Well Now WTF? is driven by the question of belonging. For decades, new media art and its progeny (net art, digital art, post-media art, etc.) have existed on the periphery of the fine art world, in part because most of the work doesn’t fit within the established protocols of the contemporary art market: it is immaterial, infinitely reproducible, and dependent on technologies that are constantly threatened with obsolescence. As a consequence, new media art has proliferated in its own ecosystem of technology expos, chatrooms, and social media platforms—or has been collected by forward-thinking institutions, like the New Museum. More than offering a way to “be alone, together,” as Wallerstein writes in his exhibition essay, the show gathers an international and intergenerational community of new media artists and inserts their work back into the center of art discourse. “Instead of jumping on the net art revival bandwagon,” writes Wallerstein, “Well Now WTF? is dedicated as a net art reclamation.”

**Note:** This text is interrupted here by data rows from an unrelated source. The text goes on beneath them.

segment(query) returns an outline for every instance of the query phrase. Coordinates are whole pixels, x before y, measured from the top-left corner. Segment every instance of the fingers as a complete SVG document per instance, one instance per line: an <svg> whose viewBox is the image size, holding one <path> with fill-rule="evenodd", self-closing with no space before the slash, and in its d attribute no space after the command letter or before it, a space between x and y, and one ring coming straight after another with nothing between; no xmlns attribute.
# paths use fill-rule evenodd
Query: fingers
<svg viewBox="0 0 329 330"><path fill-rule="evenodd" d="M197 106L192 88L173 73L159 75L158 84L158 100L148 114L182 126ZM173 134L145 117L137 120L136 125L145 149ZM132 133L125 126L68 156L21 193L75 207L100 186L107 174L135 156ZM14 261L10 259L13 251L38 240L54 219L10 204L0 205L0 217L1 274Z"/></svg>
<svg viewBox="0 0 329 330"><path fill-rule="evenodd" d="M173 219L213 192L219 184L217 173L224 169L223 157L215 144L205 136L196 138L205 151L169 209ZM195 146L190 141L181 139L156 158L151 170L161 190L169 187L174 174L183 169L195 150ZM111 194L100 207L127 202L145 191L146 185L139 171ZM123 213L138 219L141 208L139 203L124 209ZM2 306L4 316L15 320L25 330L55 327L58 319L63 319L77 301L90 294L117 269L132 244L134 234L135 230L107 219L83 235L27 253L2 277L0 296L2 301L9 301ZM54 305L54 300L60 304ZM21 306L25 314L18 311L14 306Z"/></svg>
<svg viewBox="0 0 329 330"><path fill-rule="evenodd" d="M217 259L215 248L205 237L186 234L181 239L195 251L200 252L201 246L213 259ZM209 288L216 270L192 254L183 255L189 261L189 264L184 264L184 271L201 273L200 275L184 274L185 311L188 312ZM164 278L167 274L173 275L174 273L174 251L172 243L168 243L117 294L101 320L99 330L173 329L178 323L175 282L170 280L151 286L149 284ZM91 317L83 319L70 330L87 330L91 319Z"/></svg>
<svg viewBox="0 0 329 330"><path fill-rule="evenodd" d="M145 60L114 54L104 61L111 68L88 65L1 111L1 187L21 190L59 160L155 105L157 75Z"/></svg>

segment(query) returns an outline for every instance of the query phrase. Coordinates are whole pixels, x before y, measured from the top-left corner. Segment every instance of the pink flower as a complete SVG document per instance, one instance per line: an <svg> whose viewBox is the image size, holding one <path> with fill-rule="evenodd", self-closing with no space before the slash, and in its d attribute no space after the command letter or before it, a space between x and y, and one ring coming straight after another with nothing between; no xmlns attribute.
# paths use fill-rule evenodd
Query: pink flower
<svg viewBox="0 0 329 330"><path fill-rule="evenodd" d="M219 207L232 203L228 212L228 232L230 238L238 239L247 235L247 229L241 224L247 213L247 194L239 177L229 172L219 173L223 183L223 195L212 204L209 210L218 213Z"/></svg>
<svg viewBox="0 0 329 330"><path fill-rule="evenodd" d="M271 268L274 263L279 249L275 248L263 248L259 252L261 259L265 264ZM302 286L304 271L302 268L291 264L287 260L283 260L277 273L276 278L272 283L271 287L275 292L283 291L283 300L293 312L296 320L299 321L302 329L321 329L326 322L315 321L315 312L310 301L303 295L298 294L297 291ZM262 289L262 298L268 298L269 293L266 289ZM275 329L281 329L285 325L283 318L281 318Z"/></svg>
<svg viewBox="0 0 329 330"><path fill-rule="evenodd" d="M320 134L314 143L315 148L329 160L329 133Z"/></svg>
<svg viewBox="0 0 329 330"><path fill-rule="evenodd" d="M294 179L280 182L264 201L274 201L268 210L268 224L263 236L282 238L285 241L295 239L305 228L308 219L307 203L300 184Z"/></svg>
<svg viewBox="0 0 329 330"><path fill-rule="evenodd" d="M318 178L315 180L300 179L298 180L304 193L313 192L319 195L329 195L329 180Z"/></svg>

Wallerstein’s essay points to the curators’ struggle with whether to position the exhibit as a part of or in opposition to those institutions and tastemakers who have only now bothered to pay attention to what it means to look at art on the internet. Under lockdown, established galleries like David Zwirner and Pace have been experimenting with online exhibitions, but viewing photographs or videos of physical works on a laptop or smartphone feels like a shadow of the in-person experience. By comparison, the screen is the natural home of the GIFs and short videos on view in Well Now WTF?—art that is not merely on the internet, but of it. Though the show sometimes buckles under its own weight, it manages to make a seemingly throwaway digital medium feel like an authentic expression of our plugged-in lives at a time when so much else can feel unreal.

Daniel Penny writes about art and culture at the New Yorker, the Paris Review, GQ, Boston Review, frieze, and elsewhere. He teaches writing and visual culture at Parsons School of Design.

In a maximalist online exhibition, new media artists pursue the GIF.